Judge Grischow says, more than once, that in a separate ruling she denied "class certification," so her temporary restraining order doesn't apply statewide. Class certification means that her decision would benefit a whole class of people, such as "all Hononegah students" or "all Illinois children" and not just plaintiffs named Meiborg.

So that's a point against Possibility #3 and also against Possibility #5. Judge Grischow says the temporary restraining order doesn't apply to everyone. And the reason she voided ISBE's and IDPH's rule changes was because she wants Gov. Pritzker and those alphabetic state agencies to stop practicing, in her own words, "this type of evil." 

But then Judge Grischow says that since the ISBE and IDPH rule changes are null and void, "any non-named Plaintiffs and School Districts throughout this State may govern themselves accordingly." So now everybody is allowed to do something about masks. But she doesn't say what.

Maybe that means Possibility #3 after all. Nobody should have to wear masks if they don't want to. Most of the mask-optional advocates think that's what the ruling means.

Attorney Thomas DeVore, who argued the case against the schools, is a champion of Possibility #3, of course.

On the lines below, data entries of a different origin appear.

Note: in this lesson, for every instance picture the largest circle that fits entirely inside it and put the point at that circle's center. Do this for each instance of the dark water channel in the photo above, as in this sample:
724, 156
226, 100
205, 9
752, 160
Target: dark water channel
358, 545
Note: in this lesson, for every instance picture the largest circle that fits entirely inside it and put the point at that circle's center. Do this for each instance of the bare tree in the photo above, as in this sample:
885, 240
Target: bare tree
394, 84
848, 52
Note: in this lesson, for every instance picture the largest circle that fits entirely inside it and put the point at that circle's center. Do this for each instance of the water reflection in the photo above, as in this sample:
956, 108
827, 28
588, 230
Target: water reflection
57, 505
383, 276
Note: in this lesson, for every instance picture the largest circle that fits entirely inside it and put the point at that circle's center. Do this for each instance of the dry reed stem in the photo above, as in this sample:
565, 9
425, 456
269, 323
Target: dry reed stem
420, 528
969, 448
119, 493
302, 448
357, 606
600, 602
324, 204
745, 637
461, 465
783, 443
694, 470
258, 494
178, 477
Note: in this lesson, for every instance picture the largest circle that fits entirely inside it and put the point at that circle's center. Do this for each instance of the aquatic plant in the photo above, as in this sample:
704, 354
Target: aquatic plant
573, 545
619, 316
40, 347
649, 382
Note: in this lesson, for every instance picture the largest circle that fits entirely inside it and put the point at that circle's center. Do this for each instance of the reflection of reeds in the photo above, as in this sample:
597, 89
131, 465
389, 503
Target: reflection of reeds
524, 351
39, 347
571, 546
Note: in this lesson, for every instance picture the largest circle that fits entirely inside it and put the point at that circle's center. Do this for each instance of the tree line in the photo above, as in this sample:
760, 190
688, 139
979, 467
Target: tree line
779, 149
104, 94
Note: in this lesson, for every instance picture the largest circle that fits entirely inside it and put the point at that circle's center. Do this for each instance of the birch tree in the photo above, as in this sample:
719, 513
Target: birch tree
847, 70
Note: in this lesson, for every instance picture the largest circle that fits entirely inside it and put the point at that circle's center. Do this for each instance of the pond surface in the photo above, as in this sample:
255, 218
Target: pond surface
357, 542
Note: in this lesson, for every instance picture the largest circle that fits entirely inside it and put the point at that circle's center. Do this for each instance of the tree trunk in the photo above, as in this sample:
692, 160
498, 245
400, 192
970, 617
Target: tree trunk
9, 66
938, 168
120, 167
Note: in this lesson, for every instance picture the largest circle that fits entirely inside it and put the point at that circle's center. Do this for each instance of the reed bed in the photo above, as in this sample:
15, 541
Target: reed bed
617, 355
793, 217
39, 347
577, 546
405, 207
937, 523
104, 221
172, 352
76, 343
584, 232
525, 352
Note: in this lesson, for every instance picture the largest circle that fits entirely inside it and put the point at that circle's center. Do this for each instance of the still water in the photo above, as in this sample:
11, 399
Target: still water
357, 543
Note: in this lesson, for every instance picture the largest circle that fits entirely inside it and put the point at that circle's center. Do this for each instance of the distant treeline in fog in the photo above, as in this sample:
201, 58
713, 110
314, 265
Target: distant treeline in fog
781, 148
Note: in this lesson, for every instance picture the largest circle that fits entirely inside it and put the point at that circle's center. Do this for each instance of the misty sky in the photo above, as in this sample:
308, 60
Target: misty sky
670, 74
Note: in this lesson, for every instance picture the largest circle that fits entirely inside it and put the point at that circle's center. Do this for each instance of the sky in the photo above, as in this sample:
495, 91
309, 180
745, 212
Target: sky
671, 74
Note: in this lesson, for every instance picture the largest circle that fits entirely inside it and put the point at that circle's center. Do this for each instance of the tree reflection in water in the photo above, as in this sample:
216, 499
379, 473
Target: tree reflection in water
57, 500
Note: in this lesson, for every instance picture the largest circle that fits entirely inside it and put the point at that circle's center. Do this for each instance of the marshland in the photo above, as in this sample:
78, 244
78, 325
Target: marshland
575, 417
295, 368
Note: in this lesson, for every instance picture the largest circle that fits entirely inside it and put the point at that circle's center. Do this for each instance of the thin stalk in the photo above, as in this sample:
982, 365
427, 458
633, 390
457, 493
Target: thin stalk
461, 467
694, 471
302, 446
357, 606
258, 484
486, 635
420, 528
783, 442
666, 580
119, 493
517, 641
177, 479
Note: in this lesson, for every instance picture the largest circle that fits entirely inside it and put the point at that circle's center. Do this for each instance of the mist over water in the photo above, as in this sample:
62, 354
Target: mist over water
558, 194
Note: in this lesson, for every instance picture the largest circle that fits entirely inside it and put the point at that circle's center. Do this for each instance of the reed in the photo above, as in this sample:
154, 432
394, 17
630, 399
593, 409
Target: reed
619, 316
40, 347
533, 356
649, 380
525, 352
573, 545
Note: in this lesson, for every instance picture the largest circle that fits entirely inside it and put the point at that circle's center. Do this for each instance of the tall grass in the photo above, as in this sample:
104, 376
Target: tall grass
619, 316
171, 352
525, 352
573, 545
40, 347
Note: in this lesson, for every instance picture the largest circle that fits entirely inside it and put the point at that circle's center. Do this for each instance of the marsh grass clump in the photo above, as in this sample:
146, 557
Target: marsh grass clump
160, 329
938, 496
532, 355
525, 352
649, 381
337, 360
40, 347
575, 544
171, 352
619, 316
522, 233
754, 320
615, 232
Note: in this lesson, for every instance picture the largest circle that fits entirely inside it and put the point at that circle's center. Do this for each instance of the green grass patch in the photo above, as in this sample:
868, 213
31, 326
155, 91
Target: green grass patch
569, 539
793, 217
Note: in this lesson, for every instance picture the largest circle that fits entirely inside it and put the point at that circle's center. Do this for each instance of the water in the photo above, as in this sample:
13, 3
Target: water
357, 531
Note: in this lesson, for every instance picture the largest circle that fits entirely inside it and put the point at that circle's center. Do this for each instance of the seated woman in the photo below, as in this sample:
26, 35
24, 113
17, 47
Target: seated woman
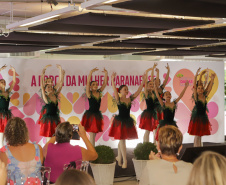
23, 158
208, 169
166, 168
73, 176
3, 173
61, 153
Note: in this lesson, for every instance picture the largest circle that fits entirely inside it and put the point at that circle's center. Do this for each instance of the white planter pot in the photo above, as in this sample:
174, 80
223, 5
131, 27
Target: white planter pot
103, 173
139, 165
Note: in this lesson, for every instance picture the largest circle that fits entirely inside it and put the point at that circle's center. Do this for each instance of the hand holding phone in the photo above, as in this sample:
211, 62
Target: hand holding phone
75, 134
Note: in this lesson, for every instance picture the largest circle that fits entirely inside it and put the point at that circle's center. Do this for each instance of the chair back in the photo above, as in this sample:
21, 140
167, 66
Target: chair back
78, 165
17, 178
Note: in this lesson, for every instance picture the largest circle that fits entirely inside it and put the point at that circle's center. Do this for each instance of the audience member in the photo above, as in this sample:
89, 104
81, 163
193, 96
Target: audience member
73, 176
61, 153
3, 173
23, 158
164, 168
208, 169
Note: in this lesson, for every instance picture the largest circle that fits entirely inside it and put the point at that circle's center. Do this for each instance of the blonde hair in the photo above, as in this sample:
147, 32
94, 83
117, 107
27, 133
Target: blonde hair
208, 169
73, 176
16, 132
170, 140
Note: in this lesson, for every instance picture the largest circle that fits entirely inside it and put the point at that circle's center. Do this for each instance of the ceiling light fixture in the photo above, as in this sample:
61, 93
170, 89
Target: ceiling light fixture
93, 3
41, 18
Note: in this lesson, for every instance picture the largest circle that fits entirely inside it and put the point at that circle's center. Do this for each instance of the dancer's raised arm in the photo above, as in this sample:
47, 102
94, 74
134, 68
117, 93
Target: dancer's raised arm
146, 81
182, 92
114, 87
195, 84
157, 94
140, 87
58, 84
3, 67
43, 75
167, 76
201, 74
61, 82
210, 85
88, 82
14, 79
105, 80
43, 88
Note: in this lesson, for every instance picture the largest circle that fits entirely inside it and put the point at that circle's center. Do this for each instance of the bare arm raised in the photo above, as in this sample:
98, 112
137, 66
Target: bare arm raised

He says any district that still requires masks now is in danger of getting sued, and he offers to do the suing. 

On the other hand, DeVore, like the proponents of Possibility #1, says the temporary restraining order only applies to the named plaintiffs - the families who are his clients. (Not that null void alphabetic thing - that applies to everyone.) But DeVore is sorry for anybody who gave money to support the litigation and thought the donation made them his clients in a class action lawsuit. He says it did not. The judge declined to make this a class action lawsuit. 

As a result, Gov. Pritzker has called DeVore a "grifter," probably thinking DeVore has been taking money from non-clients but not representing them. DeVore is hoping to streamline the process of being added as a plaintiff in the lawsuit.

Judge Grischow does say that she deems "null and void" the rule changes made by the Illinois Department of Public Health (IDPH) and the Illinois State Board of Education (ISBE) on September 17, 2021 to accommodate the Governor's mandate. So districts can't say their policies, going forward, are based on those rule changes. 

That may be a point for possibility #4 too. Maybe she means that school districts can ignore these state rule changes and make up their own rules. 

Judge Grischow's opinion says, "This Court finds the policies of each School District will have to be addressed on a case by a case basis, be subject to school district's policies that were presented to the school board at a public meeting and subject to public comment, as well as the Open Meetings Act."

That's definitely a point for Possibility #4 - but not so fast. Judge Grischow also says the Legislature intended school districts to make health decisions in conjunction with IDPH.

Are you following all this? Is it any surprise that some school districts are relaxing their mask rules, while others are insisting on following them?

None of the information or opinions contained in this article should be construed as current legal or medical advice, since I am neither a lawyer, judge, doctor, or pharmacist. However, I used to contribute to America: History and Life (AHL) and Historical Abstracts (HA), so I may be able to give advice about the past, depending on which century.